What are 3 methods farmers can use to decrease excess nutrients from getting into waterways? ›

Best management practices (or BMPs) are conservation practices that can reduce a farm's nutrient and sediment pollution while maintaining a productive farming operation. Some common agricultural BMPs include conservation tillage, cover crops, forest buffers, streamside fencing and manure storage areas.

Why do farmers add fertilizers their crops? ›

Farmers turn to fertilizers because these substances contain plant nutrients such as nitrogen, phosphorus, and potassium. Fertilizers are simply plant nutrients applied to agricultural fields to supplement required elements found naturally in the soil. Fertilizers have been used since the start of agriculture.

What is the main role of the EPA? ›

The Environmental Protection Agency (EPA) protects people and the environment from significant health risks, sponsors and conducts research, and develops and enforces environmental regulations.

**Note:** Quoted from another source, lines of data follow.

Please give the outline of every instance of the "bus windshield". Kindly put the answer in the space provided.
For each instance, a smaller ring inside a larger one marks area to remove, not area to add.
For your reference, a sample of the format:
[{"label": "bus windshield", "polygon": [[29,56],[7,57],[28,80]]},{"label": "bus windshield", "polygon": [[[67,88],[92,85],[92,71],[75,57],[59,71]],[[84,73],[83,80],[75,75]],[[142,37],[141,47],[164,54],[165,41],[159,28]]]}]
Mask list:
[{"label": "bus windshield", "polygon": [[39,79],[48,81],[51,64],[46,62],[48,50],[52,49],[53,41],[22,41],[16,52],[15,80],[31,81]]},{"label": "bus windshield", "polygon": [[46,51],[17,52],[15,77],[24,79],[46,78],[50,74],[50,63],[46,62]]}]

What is the role of the EPA in regulating the use of pesticides in agriculture? ›

EPA is responsible under the Federal Insecticide, Fungicide and Rodenticide Act (FIFRA) for regulating pesticides with public health uses, as well as ensuring that these products do not pose unintended or unreasonable risks to humans, animals and the environment.

What is the role of the EPA in pesticides? ›

We review all the scientific data on the pesticide product and develop comprehensive risk assessments that examine the potential effects of the product or ingredient on the human population and environment. The health and environmental risk assessments undergo a process of peer review by scientific experts.

What is the role of the EPA in GMO? ›

EPA regulates the safety of the substances that protect GMO plants, referred to as plant-incorporated protectants (PIPs), that are in some GMO plants to make them resistant to insects and disease. EPA also monitors all other types of pesticides that are used on crops, including on GMO and non-GMO crops.